Wut hat also ein ziemlich mieses Image. Aber ich bin ein großer Fan von ihr. Warum und wie du deine eigene Wut mit anderen Augen sehen und mit Bewusstsein sinnvoll nutzen kannst, will ich dir hier zeigen.
Wut ist Energie
Du kennst das sicher. Erst ärgerst du dich ein wenig über den Partner, der jedes Mal seine dreckigen Schuhe auf den frisch gewischten Boden stellt, dann ärgerst du dich ein bisschen mehr und irgendwann ist es soweit: Wie glühende Lava brodelt es in dir, wie in einem Rausch überfallen dich Gefühle von Hass, Verachtung und Schmerz und wollen jetzt sofort mit aller Gewalt nach draußen. Plötzlich bist du verdammt laut, stampfst mit den Füßen oder pfefferst die dreckigen Schuhe mit Schmackes nach draußen.
Was du da erlebst, ist nichts anderes, als einen Energie-Tsunami, der den sonst schnöde dahinplätschernden Alltag gewaltig durcheinanderwirbelt und keinen Stein auf dem anderen lässt. Plötzlich sind da ungeahnte Kräfte, plötzlich triffst du harte Entscheidungen und machst keine Gefangenen mehr. Was nicht passt, wird aber sowas von passend gemacht! Niemand wird sich dir in diesem Moment in den Weg stellen, wenn er nicht komplett lebensmüde – oder ebenso wütend ist wie du.
Dass dieser Energie-Tsunami ganz schön zerstörerisch ist, liegt in seiner Natur.

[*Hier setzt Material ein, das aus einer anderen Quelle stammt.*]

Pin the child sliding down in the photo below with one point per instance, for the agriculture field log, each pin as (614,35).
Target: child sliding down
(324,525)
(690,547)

Ihn einzudämmen, wenn er erst einmal durchs Haus tobt, ist schwierig. Erst, wenn er alles platt gemacht hat, was nicht passt, wird er abflachen und auf die kurz von der Leine gelassene Wut folgen oft Scham und Schuldgefühle.
Wut und Scham
Was passiert also, wenn du sowas von wütend auf deinen Partner warst, der nie darauf achtet, den Dreck draußen zu lassen, während du ständig putzt, obwohl du auch das eine oder andere Interesse hättest, dem du dich lieber widmen würdest? Sobald die große Wut verraucht ist, schämst du dich für deine Überreaktion. Ihn anzuschreien und seine Schuhe vor die Tür zu werfen war sicher nicht die beste Art, das Problem anzugehen. Also entschuldigst du dich natürlich und fühlst dich schlecht. Was wiederum leicht dazu führt, dass du das Thema lieber nicht mehr ansprichst und dir selbst einredest, deine Wut war insgesamt völlig unverhältnismäßig. Ist ja nicht schlimm. Ist eben so, kann man nichts machen. Außerdem machst du ja ohnehin den ganzen Dreck weg, was macht das Bisschen mehr da schon aus?

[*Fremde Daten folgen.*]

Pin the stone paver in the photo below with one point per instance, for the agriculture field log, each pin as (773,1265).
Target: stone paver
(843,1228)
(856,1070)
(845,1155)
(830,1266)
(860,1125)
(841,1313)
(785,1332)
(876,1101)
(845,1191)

Die Scham, die oft genug der Wut auf dem Fuß folgt, sorgt sehr zuverlässig dafür, dass alles so bleibt, wie es ist. Nur, dass du jetzt den Deckel auf deiner Wut fester zuhältst und dir selbst einredest, dass das alles ein Problem deiner Wahrnehmung wäre und damit einfach deine Schuld. Obwohl ein sachliches Gespräch darüber sicherlich zu gegenseitigem Verständnis und wahrscheinlich auch zu einer guten Lösung für euch beide hätte führen können. Wäre da nicht zuerst alles hochgekocht und dann eskaliert.
Warum Wut dein Freund ist
Aber wenn wir uns mal genauer anschauen, warum die Wut eigentlich in uns hochkommt, wird schnell klar, dass die Wut nicht nur etwas Zerstörerisches ist, sondern im Grunde dein bester Freund. Sie meldet sich nämlich immer dann, wenn du lange genug so getan hast, als wäre alles in Ordnung, obwohl es das für dich nicht ist. Sie meldet sich in Beziehungen, bei gesellschaftlichen Themen, in der Familie, bei der Arbeit – überall, wo Menschen aufeinandertreffen und sich gegenseitig auf den Schlips treten können.

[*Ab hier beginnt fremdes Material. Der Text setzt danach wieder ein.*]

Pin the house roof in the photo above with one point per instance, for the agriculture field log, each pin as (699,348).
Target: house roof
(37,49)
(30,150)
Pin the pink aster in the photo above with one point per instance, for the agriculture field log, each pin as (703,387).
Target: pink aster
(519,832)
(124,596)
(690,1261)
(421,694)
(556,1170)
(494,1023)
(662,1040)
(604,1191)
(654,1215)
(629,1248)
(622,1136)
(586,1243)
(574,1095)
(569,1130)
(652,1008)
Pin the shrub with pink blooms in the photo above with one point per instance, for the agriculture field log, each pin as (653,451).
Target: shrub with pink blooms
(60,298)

Normalerweise sind wir ja friedliche Wesen. Wir verstehen, wenn unser Gegenüber mies drauf ist oder einfach insgesamt nicht sehr umsichtig. Wir akzeptieren, dass andere eben so sind, wie sie sind und Fehler machen. Das ist auch eine gute, entspannte Haltung. Problematisch wird das allerdings, wenn wir nicht gleichzeitig unsere eigenen Grenzen kennen und wahren. Und das ist eben ein Punkt, an dem wir oft noch einen weiten Weg vor uns haben. Unsere eigenen Grenzen überhaupt zu erkennen, geschweige denn, sie zu schützen, wird uns nicht unbedingt beigebracht. Denn sobald wir unsere Grenzen kennen und schützen, tun wir das auch gegenüber unseren Eltern, Lehrern, Freunden – und die mögen das meistens nicht besonders. Kinder, die keine Ahnung von ihren Grenzen haben, sind definitiv die bequemeren. Also, ja, woher soll man wissen, was einem zu viel ist und was man tut, wenn einem jemand auf die Füße steigt?
Hier kommt die Wut ins Spiel mit ihrer unmissverständlichen Botschaft. Spätestens, wenn dir die Hutschnur reißt, weißt du, dass du etwas hast mit dir machen lassen, das deine Grenzen massiv verletzt hat. Oft über lange Zeit hinweg und oft auch vorher schon massiver, als es im jeweiligen Moment des Wutausbruchs tatsächlich gewesen sein muss. Die Wut ist dein schwer bewaffneter Schutzengel, der mit aller Gewalt hervortritt und sagt: Bis hierher und nicht weiter!
Sie zeigt dir aber auch selbst, wo du es bisher versäumt hast, auf dich zu achten, deine Werte und Grenzen zu respektieren und zu dir selbst zu stehen.
Die Wut würdigen
Es ist an der Zeit, Wut – und besonders auch die Wut der Frau – in einem anderen Licht zu sehen. An ihr ist nichts lächerlich oder beschämend, nichts Entwürdigendes und nichts, was man weglächeln müsste. Wut ist dein Schutzengel.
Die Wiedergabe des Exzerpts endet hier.